Une enquête judiciaire ouverte pour pollution au cadmium dans l'Aisne
Le parquet de Saint-Quentin dans l'Aisne a confirmé vendredi l'ouverture d'une enquête préliminaire contre X suite aux rejets de cadmium constatés l'an dernier dans les eaux usées provenant de l'usine Le Creuset. Cette information a été révélée par l'AFP et confirmée par la procureure Stéphanie Lescaut, après la publication d'articles dans le quotidien régional L'Union.
Une enquête en cours depuis novembre
Madame Lescaut a précisé que cette enquête judiciaire était en cours depuis le mois de novembre dernier. La gendarmerie et des services spécialisés ont été saisis pour mener les investigations nécessaires. La procureure n'a pas souhaité communiquer à ce stade sur les infractions présumées, conservant le secret de l'instruction.
Le fabricant de cocottes émaillées haut de gamme, Le Creuset, n'était pas joignable dans l'immédiat pour réagir à ces informations judiciaires. L'entreprise, qui a fêté son centenaire l'an dernier, se trouve ainsi au cœur d'une affaire environnementale préoccupante.
Sept dépassements constatés en 2025
Selon une source proche du dossier, cette enquête est directement liée aux déversements de poussières fines contenant du cadmium dans la station d'épuration de la fonderie Le Creuset à Fresnoy-le-Grand. Le cadmium est un métal lourd particulièrement toxique pour la santé humaine et l'environnement.
La préfecture de l'Aisne avait déjà pris un arrêté en février dernier imposant à l'entreprise de prendre des mesures d'urgence. Cet arrêté révélait que le dépassement de la teneur maximale en cadmium dans les eaux rejetées avait été constaté sept fois entre février et octobre 2025 via cette station d'épuration industrielle.
La réponse de l'entreprise
Dans un communiqué transmis jeudi à l'AFP, Le Creuset avait assuré de sa « coopération totale » avec les autorités administratives. L'entreprise affirmait avoir procédé à une « mise en conformité anticipée » de son usine, avant même la notification officielle des injonctions préfectorales.
Le fabricant avait précisé utiliser « exclusivement » le cadmium dans les pigments de l'émail extérieur de certaines de ses couleurs. Selon leurs explications, ce métal permet à leurs produits de conserver leur éclat même à des températures très élevées. Le cadmium serait encapsulé dans la structure vitreuse de l'émail extérieur et « n'entrerait pas en contact avec les aliments », l'émail intérieur ayant une composition différente.
Les boues d'épuration non épandues
Concernant les boues issues du traitement des eaux usées de son site de production, Le Creuset avait affirmé qu'elles « n'ont jamais fait l'objet d'épandage » sur des terres agricoles. Cette précision est importante car l'épandage de boues contaminées constitue une voie majeure de contamination des sols agricoles.
Un problème de santé publique national
Cette affaire intervient dans un contexte où la pollution au cadmium représente un enjeu de santé publique majeur.

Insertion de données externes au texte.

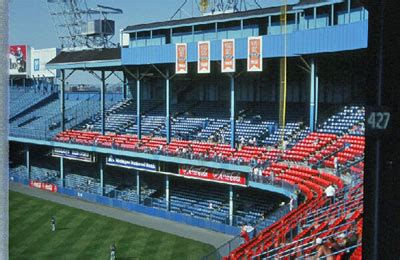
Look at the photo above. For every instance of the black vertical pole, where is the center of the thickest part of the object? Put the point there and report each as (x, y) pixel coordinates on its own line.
(381, 221)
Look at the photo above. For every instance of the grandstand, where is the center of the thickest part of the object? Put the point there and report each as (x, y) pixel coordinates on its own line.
(212, 150)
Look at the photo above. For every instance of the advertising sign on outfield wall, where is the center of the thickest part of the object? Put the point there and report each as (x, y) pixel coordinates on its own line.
(43, 185)
(233, 178)
(228, 56)
(73, 154)
(130, 164)
(203, 54)
(181, 58)
(254, 54)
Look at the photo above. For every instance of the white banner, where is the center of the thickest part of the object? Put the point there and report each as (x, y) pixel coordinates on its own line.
(254, 53)
(203, 57)
(228, 56)
(181, 58)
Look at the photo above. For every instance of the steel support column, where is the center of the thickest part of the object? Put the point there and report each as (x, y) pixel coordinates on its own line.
(167, 192)
(233, 123)
(101, 167)
(62, 172)
(231, 205)
(316, 101)
(28, 162)
(138, 109)
(124, 89)
(312, 96)
(102, 102)
(167, 116)
(138, 186)
(62, 100)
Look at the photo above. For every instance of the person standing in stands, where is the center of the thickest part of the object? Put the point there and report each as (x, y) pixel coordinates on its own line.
(113, 252)
(330, 193)
(244, 234)
(323, 251)
(53, 224)
(291, 203)
(335, 165)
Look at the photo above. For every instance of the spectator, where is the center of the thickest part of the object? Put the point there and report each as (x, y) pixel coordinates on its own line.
(335, 165)
(323, 250)
(251, 142)
(244, 234)
(333, 245)
(330, 193)
(222, 138)
(291, 203)
(250, 231)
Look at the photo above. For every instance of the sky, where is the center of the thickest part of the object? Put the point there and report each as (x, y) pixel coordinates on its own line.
(30, 21)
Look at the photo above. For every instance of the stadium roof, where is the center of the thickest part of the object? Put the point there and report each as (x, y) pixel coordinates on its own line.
(228, 16)
(84, 59)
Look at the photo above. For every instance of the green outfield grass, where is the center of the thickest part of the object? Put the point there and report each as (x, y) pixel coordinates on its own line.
(84, 235)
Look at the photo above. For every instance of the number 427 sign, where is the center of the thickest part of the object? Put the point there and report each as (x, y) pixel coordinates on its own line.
(377, 120)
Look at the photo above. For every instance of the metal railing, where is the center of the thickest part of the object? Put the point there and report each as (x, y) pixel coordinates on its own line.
(235, 242)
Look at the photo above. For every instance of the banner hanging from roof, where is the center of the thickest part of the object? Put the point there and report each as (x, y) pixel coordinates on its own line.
(228, 56)
(203, 60)
(233, 178)
(254, 53)
(181, 58)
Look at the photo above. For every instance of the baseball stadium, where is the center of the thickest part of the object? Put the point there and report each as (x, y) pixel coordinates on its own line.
(233, 132)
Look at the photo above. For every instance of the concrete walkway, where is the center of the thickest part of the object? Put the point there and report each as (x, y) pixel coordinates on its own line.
(202, 235)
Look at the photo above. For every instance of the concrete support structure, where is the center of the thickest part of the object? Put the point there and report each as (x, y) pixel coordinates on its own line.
(167, 115)
(101, 168)
(62, 100)
(62, 172)
(167, 192)
(312, 97)
(231, 205)
(233, 122)
(138, 109)
(28, 162)
(138, 186)
(103, 102)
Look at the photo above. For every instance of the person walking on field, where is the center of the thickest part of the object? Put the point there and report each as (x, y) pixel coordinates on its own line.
(113, 252)
(53, 224)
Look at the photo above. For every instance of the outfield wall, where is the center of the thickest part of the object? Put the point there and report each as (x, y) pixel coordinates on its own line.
(180, 218)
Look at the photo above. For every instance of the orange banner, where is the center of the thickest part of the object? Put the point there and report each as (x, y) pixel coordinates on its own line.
(228, 56)
(181, 58)
(203, 60)
(254, 54)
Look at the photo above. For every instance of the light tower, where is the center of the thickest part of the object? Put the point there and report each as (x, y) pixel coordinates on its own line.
(81, 27)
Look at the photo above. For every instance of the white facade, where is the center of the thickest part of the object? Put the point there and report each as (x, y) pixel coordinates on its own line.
(19, 60)
(39, 59)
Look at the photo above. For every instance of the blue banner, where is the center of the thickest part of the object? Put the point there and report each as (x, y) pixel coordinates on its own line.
(130, 164)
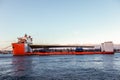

En 2025, près de la moitié de la population française présentait des expositions au cadmium supérieures aux valeurs sanitaires de référence, selon un rapport de l'Agence nationale de sécurité sanitaire (Anses) publié fin mars.
L'Anses souligne que l'alimentation constitue la principale source d'exposition à ce métal toxique. La contamination passe notamment par les sols agricoles, les fertilisants, les effluents d'élevage et les boues de stations d'épuration. Les investigations en cours dans l'Aisne pourraient donc avoir des implications bien au-delà du simple cadre local.
L'enquête judiciaire se poursuit actuellement sous la direction du parquet de Saint-Quentin, tandis que les autorités administratives continuent de surveiller la mise en conformité de l'usine Le Creuset. Les résultats de ces investigations seront attendus avec attention par les associations environnementales et les riverains concernés.